If any enterprising self-starter is looking for a gap in the market in London this northern-hemisphere summer, then offering therapy for "event exhaustion" might prove a lucrative sell. A city rich in attraction and spectacle even in normal times seems abundant to an extraordinary degree in mid-2012. The celebration of Queen Elizabeth’s sixty years on the throne, the Olympic games, and England’s participation in the European football championship (always a consuming national psychodrama) are but the most compelling - or perhaps just unavoidable - highlights.
Such state ceremonials and sporting tournaments would usually command near-universal public and media attention. In this exceptional season, though, they face rare competition from prominent legal and political theatrics: a formal inquiry into media ethics provoked by revelations of industrial-scale phone-hacking by British newspapers (most notoriously so far, those under the ownership of Rupert Murdoch’s News International); the eurozone’s deep crisis (crucial to Britain, even though it is not part of the single currency); and the buffeting of a Conservative-Liberal Democrat government that, two years into its five-year term, has lost several of the qualities sound administrations most need - coherence, touch, momentum and effective results.

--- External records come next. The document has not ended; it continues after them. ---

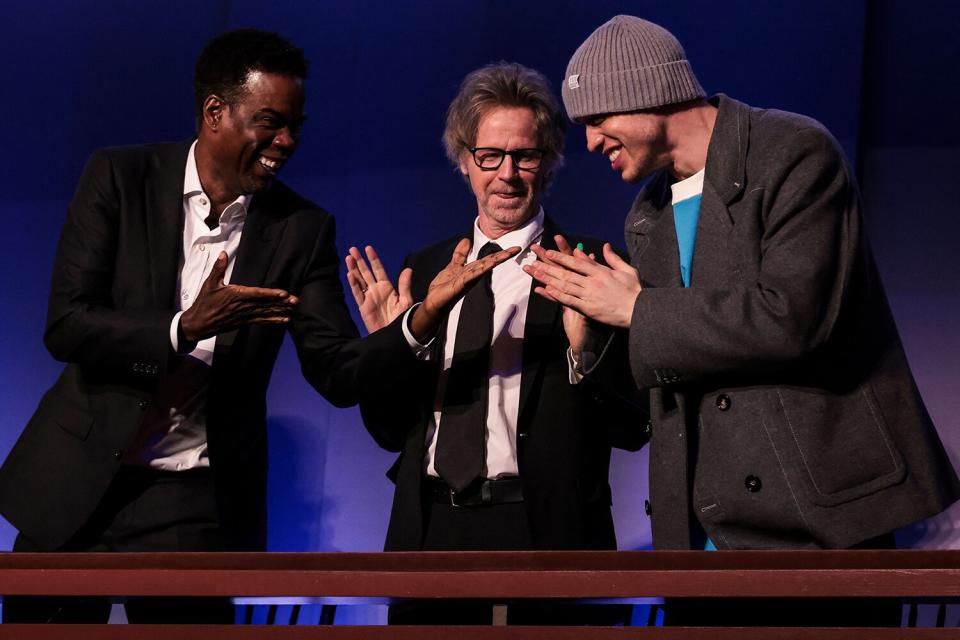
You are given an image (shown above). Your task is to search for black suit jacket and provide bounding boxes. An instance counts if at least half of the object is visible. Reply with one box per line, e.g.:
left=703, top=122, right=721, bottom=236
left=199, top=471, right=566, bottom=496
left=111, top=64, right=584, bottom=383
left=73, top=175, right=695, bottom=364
left=360, top=218, right=643, bottom=551
left=0, top=141, right=359, bottom=549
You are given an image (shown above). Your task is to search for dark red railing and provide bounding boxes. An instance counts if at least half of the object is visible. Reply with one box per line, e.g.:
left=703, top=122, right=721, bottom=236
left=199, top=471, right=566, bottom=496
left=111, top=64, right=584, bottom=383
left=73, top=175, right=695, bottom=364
left=0, top=551, right=960, bottom=640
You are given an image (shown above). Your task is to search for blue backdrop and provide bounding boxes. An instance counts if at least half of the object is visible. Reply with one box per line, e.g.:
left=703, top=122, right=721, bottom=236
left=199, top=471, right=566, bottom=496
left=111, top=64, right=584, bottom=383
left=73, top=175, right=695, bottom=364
left=0, top=0, right=960, bottom=572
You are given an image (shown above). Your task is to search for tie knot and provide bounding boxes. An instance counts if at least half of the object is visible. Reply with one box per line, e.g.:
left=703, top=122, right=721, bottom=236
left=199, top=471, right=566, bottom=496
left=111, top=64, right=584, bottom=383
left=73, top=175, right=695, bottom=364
left=477, top=242, right=503, bottom=259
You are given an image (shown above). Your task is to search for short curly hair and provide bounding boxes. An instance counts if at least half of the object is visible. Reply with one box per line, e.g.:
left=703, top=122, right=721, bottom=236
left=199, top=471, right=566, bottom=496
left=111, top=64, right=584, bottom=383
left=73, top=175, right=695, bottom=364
left=443, top=62, right=567, bottom=179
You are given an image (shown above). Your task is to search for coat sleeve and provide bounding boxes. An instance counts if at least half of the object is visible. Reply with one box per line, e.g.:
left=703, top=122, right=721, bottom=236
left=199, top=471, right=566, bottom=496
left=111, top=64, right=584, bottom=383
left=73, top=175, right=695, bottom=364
left=44, top=150, right=175, bottom=379
left=629, top=123, right=864, bottom=387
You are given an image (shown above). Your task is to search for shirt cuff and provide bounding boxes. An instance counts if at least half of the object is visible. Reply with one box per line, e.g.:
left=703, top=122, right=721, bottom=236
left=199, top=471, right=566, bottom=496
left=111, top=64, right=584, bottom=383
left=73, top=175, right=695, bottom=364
left=170, top=311, right=197, bottom=356
left=400, top=302, right=437, bottom=360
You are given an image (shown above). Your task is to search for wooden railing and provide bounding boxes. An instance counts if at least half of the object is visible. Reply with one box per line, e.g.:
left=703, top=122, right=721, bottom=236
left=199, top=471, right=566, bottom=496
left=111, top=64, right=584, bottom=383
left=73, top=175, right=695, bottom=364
left=0, top=551, right=960, bottom=640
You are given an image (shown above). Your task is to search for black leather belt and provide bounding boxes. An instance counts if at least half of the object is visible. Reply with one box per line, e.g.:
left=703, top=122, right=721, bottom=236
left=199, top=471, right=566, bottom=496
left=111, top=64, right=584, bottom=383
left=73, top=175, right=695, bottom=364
left=425, top=476, right=523, bottom=507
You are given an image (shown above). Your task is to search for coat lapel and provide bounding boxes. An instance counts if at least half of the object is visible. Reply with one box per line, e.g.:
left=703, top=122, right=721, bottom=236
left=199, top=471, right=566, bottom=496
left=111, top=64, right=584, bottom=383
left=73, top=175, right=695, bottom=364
left=624, top=172, right=699, bottom=287
left=143, top=141, right=192, bottom=308
left=690, top=95, right=750, bottom=287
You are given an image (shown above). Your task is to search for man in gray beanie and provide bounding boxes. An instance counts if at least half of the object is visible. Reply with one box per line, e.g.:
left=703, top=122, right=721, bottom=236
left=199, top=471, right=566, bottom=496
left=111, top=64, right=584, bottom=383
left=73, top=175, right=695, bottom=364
left=528, top=16, right=960, bottom=625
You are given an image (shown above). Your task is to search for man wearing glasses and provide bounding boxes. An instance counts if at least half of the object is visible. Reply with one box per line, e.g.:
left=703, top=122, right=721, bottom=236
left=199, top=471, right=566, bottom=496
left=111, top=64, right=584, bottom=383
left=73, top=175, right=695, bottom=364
left=346, top=63, right=641, bottom=624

There are, of course, clear differences between the two kinds of event. The monarch’s "diamond jubilee" and the Olympics offer themselves as inclusive national–global festivities, whereas Lord Leveson’s inquiry and the government’s troubles are infused with political partisanship. Their respective "communities of interest" also vary. Only a small proportion of the enormous crowds that lined the River Thames on 3 June to see a flotilla of 1,000 boats led by Her Majesty’s refitted pleasure-barge Spirit of Chartwell will be as interested in studying the possible impact of a "Grexit" - Greece leaving the eurozone - and the bailout of Spanish banks, or in parsing the testimony of Gordon Brown and David Cameron at the media hearings.
Yet the royal-sporting and legal-political dramas do overlap. Both involve huge amounts of money; both are surrounded by political decision-making and calculation at the highest level; and both are scrutinised with equal intensity by London’s power and media networks for signals of the public mood and the political weather. Taken together, they also reinforce the sense - shared inside and beyond the city – that London’s mix of wealth, opportunity, people and magnetism increasingly disconnects it from other parts of the United Kingdom.
Halfway through 2012, London’s self-projection carries an echo of the Woody Allen character who tells his intended beau: "I can’t keep up this level of charm - I’ll have a heart-attack!" Perhaps then it’s unsurprising that so many citizens, at least where the diamond jubilee is concerned, appear to have made the choice to tune out, turn in, take off - or (in lieu of that therapy) write furious letters to the Guardian or Independent about how their country rivals North Korea in the mass orchestration of obsequious loyalty.